Eligibility Criteria
This is a multicenter, observational study prospectively enrolling up to 1000 subjects with microscopic hematuria (three or more red blood cells per high powered field in one urinalysis; no visible blood in the urine) and gross hematuria (visible blood in the urine) from US sites. This study will be conducted on subjects with microscopic or gross hematuria referred to urology and scheduled for cystoscopy for the investigation of urothelial carcinoma.
You may qualify if:
- Subjects who are referred to urology and are either scheduled for a cystoscopy or have had a cystoscopic investigation within the last two months for the evaluation of hematuria meeting ONE of the following criteria:
- EITHER: (a) Microscopic hematuria, confirmed by urine microscopy of three or more RBC/HPF (or equivalent).

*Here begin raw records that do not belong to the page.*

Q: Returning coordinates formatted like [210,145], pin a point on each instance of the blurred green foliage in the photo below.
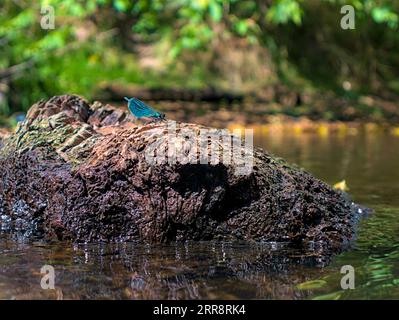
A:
[94,42]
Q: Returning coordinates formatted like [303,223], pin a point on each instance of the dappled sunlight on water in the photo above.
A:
[367,161]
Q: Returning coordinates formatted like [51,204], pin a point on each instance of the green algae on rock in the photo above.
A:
[78,171]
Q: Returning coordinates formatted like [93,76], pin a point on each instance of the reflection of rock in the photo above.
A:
[80,172]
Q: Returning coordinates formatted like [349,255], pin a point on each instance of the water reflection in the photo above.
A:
[368,162]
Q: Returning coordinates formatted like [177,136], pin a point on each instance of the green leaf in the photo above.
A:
[216,11]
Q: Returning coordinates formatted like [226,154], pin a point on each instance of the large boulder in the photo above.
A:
[82,172]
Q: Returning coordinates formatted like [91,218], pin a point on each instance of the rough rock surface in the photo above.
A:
[78,171]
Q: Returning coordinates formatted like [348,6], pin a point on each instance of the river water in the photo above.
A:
[368,161]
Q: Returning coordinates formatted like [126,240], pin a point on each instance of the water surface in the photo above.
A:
[368,161]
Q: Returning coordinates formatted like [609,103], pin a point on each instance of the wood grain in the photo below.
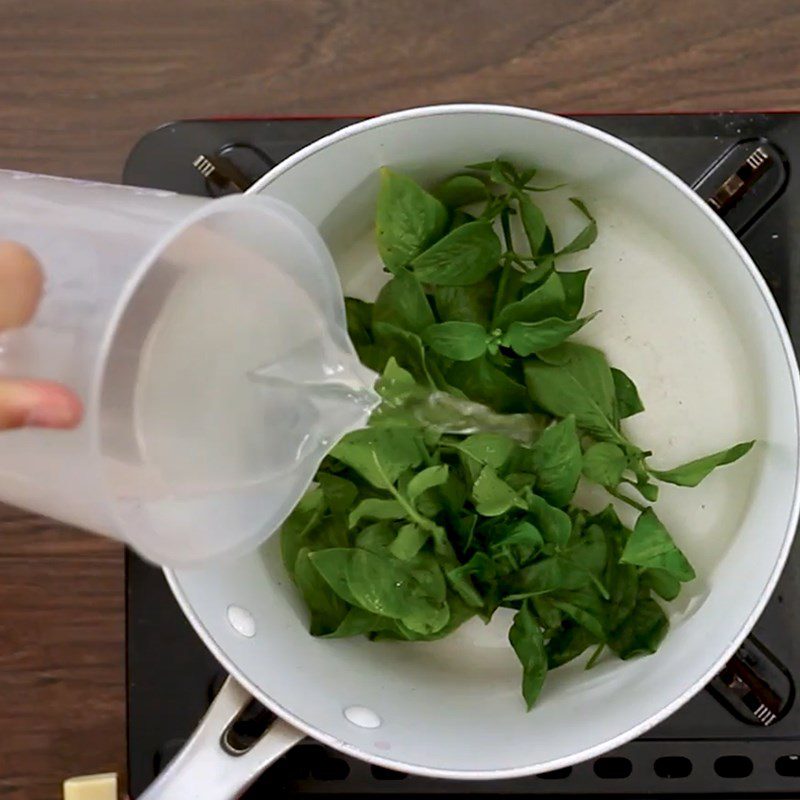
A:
[81,80]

OR: (b) Gross hematuria.
- Physically able to provide a voided urine sample from a bladder that has not been surgically altered.
- Able to give informed, written consent.
- Able and willing to comply with study requirements (complete at-home urine sampling, fill in test request forms (TRFs) / tube labels and ship urine back to the central laboratory using a prepaid courier service).
- Aged 18 years or older.
- Footnotes:
- For the microscopic hematuria patients, the recruitment priority at each respective site will be: i) Patients who have undergone initial diagnostic cystoscopy and have been scheduled for a later TURBT for suspicious lesion in the bladder. ii) Patients who are considered high risk by the AUA 2020 guidelines.
- For gross hematuria patients, the recruitment priority at each respective site will be: i) Patients who have undergone initial diagnostic cystoscopy and have been scheduled for a later TURBT for suspicious lesion in the bladder
You may not qualify if:
- Prior history of bladder malignancy.
- Reported Cxbladder results within the last six months.
- Prior history of upper tract urothelial carcinoma (UC) or prostatic urethral UC.
- Reconstructed or diverted bladder (e.g., bladder augmentation, ileal conduit, Indiana pouch).
- Subjects aged 89 years of age or older.
- Subjects with a history of pelvic radiation.
- Subjects currently receiving systemic chemotherapy or has had systemic chemotherapy within the last six weeks.
- Subjects with renal failure on dialysis.
- History of schistosomiasis.
- Subjects who have had intervention (TURBT, diathermia, etc.,) following a previous cystoscopy.
Contact the study team to confirm eligibility.
Sponsors & Collaborators
Study Sites (4)
Tri Valley Urology Medical Group
Murrieta, California, 92562, United States
AccuMed Research Associates
Garden City, New York, 11530, United States
Durham VA Health Care System
Durham, North Carolina, 27705, United States
The Urology Place
San Antonio, Texas, 78240, United States
Biospecimen
Urine
MeSH Terms
Conditions
Condition Hierarchy (Ancestors)
Study Officials
- STUDY CHAIR
Tony Lough, PhD
Pacific Edge (Australia) Pty Ltd
Central Study Contacts
Study Design
- Study Type
- observational
- Observational Model
- CASE ONLY
- Time Perspective
- PROSPECTIVE
- Sponsor Type
- INDUSTRY
- Responsible Party
- SPONSOR
Study Record Dates
First Submitted
May 22, 2023
First Posted
June 5, 2023
Study Start
November 2, 2023
Primary Completion (Estimated)
May 31, 2026
Study Completion (Estimated)
June 30, 2026
Last Updated
April 24, 2026
Record last verified: 2026-04
Data Sharing
- IPD Sharing
- Will not share
Data will be published in an anonymized report once the study is completed.